El café está todavía en grano, sin tostar. La matriarca de la familia, sentada o desde una posición genuflexa, comienza el ritual preparando palomitas de maíz, que acompañarán de principio a fin la ceremonia. Vierte en un cazo un dedo de aceite de palma, habitualmente consumido allí, lo calienta al brasero, y acto seguido echa los granos de maíz y tapa el cazo. Al minuto comienza a escucharse la eclosión de los granos, y su metamorfosis en esponjitas blancas de forma indefinida. Agita el cazo a un lado y a otro para repartir el calor y evitar que las más perezosas se quemen. Al poco deja de escucharse su actividad, y es la señal de que están listas. Nos las sirven en bandejas, obviamente sin sal, ya que por todos es sabido que lo salado no marida con el café azucarado en el paladar. Están muy ricas, tanto, que invitan a comérselas a puñados.

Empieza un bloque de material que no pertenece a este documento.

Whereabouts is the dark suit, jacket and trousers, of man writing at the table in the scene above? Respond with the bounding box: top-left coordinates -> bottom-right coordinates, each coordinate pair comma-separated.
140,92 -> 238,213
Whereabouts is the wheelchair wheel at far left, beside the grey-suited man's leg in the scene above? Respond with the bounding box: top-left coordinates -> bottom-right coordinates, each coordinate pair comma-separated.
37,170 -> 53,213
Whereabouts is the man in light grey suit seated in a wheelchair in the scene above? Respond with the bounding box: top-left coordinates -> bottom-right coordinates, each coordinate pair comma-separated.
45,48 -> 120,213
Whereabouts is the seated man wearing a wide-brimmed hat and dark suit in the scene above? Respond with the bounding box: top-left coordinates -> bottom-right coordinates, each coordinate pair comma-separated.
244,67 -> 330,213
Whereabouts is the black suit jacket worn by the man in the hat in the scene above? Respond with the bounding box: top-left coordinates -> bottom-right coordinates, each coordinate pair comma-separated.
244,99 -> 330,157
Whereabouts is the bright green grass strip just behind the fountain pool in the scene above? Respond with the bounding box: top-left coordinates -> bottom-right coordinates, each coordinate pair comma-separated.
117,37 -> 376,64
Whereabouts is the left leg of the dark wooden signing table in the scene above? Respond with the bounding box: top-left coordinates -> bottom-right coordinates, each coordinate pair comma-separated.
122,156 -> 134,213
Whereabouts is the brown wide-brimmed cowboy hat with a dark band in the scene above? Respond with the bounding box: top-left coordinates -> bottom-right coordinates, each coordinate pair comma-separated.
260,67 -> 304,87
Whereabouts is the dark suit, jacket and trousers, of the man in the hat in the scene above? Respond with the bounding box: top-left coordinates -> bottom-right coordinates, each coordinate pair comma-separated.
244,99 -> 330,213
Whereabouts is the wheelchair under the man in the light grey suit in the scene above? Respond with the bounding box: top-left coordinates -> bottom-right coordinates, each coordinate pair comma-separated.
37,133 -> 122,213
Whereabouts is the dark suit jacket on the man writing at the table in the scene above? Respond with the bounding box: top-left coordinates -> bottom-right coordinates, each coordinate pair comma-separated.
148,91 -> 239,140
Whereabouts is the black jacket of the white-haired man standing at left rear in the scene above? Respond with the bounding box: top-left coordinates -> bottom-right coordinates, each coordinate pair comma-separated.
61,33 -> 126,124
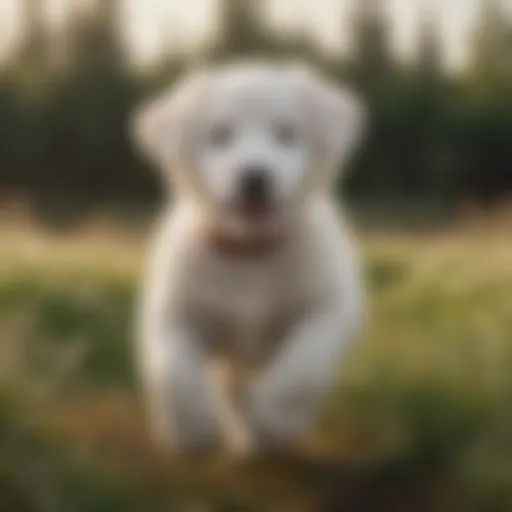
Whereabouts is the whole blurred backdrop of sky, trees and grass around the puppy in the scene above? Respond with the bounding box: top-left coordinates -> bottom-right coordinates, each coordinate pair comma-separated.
0,0 -> 512,512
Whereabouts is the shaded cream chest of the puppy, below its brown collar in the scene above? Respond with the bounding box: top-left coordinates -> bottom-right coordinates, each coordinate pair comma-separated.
189,256 -> 293,365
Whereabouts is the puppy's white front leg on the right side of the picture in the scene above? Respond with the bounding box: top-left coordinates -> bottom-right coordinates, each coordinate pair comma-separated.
251,303 -> 357,445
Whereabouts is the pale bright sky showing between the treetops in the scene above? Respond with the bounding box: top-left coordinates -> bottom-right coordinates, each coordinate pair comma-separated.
0,0 -> 512,67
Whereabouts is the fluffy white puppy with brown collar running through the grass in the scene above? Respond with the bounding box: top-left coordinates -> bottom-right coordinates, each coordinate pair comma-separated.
132,63 -> 364,452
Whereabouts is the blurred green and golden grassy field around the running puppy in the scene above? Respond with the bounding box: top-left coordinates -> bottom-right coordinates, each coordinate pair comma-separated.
0,218 -> 512,512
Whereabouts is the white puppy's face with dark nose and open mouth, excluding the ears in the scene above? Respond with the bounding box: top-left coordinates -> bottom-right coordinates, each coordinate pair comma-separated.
195,72 -> 314,223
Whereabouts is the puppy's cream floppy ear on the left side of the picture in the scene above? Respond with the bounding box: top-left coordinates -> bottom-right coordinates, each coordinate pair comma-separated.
132,71 -> 206,172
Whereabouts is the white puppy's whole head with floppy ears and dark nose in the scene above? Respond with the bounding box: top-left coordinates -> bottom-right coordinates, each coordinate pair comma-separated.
135,64 -> 364,234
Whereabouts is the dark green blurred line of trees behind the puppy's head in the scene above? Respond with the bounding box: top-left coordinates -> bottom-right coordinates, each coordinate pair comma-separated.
0,0 -> 512,218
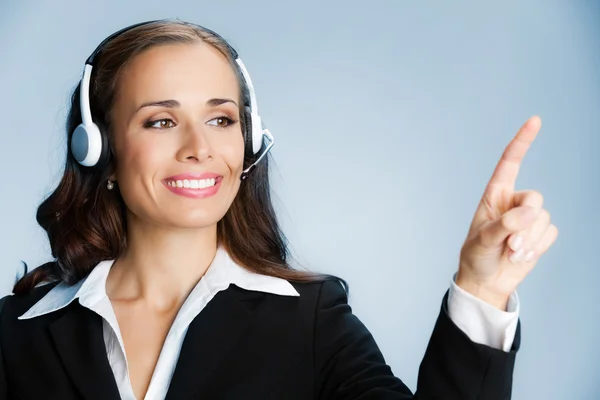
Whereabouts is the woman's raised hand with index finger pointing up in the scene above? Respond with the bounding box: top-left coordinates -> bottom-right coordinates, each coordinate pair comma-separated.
456,116 -> 558,311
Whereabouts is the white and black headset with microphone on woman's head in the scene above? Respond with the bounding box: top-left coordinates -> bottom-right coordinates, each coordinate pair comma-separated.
70,20 -> 275,181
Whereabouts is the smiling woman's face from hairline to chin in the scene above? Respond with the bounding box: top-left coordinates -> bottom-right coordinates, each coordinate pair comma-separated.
111,43 -> 244,228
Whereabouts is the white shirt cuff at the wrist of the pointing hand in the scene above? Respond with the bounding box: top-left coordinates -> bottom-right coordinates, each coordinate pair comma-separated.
448,274 -> 520,352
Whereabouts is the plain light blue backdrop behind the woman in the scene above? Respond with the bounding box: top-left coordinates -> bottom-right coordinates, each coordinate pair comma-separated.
0,0 -> 600,400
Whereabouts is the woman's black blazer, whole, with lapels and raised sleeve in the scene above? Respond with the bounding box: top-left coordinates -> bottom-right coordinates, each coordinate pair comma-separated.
0,281 -> 520,400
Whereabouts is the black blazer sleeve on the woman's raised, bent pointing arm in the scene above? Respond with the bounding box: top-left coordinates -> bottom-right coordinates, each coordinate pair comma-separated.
314,281 -> 520,400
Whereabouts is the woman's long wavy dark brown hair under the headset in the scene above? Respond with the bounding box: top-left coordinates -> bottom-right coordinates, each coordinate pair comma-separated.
13,20 -> 348,294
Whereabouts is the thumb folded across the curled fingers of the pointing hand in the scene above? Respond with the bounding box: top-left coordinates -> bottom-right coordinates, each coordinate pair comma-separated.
479,206 -> 540,248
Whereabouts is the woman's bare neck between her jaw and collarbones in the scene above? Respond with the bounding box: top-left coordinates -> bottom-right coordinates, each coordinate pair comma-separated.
106,211 -> 217,310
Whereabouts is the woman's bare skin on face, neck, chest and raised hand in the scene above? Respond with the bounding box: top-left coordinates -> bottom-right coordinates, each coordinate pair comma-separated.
99,43 -> 558,398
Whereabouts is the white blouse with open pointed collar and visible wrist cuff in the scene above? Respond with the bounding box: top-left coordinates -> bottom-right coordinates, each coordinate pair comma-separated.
19,247 -> 519,400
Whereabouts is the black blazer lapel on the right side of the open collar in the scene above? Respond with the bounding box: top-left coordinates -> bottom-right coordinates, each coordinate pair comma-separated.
165,284 -> 264,400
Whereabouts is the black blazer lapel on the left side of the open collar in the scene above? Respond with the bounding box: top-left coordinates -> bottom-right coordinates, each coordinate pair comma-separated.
50,302 -> 120,400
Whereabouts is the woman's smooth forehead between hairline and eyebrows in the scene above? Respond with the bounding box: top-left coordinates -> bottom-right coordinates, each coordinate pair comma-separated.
117,42 -> 239,104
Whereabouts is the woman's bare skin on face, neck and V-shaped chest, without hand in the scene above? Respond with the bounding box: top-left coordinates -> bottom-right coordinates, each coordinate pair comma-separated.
106,43 -> 244,398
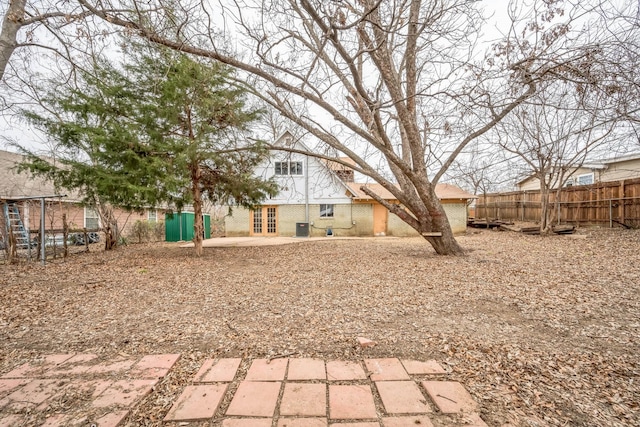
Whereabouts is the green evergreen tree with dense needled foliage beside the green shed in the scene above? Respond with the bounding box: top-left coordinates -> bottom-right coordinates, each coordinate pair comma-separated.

Le llega el turno al café. El grano sin tostar aparenta llevar un disfraz de cacahuete. Se vierten en una sartén pequeña, y de nuevo al brasero. El aroma empieza a emanar al instante; se mezcla con el incienso y el propio olor a hogar de los 10 metros cuadrados donde yacemos. Es embriagador. Observo mudo el cambio de color del café y el humo blanco que se desprende, y apenas acierto a seguir la conversación de mis compañeros.

Tras unos 15 minutos de meticuloso escaldado del grano, es el momento de molerlo. Desafortunadamente, el molinillo de café parece ser un invento demasiado vanguardista para Meki, y la molienda se hace en un cuenco, golpeando los granos con una vara de hierro propia de un mallado de obra. El fierro es tan pesado que, aunque el golpeo se hace a unos 3 metros de nosotros, al sonido sordo de éste contra el grano molido le acompaña un temblor de tierra perceptible. 


Finalmente, el café molido se traspasa a la cafetera local, donde se le añade agua y se azucara en la justa medida. El agua hierve en poco tiempo, gracias a un carbón, ahora sí, naranja brillante. De la cafetera se van sirviendo las tazas, hasta el rebose, y se repartirán entre los presentes. Lo pruebo, y está verdaderamente rico. En la sala continúa la distendida plática, mientras que la madre permanece atenta a las tazas recién vaciadas para añadir más café en ellas. Es habitual en estas ceremonias tomarse 3 ó 4 cafés que, por suerte, no excitan tanto como el que consumimos habitualmente. Cuando me quiero dar cuenta, ya ha pasado más de una hora y media. El tiempo transcurre de otra manera en Meki, y hay pocas formas mejores de emplearlo que asistiendo a una ceremonia del café.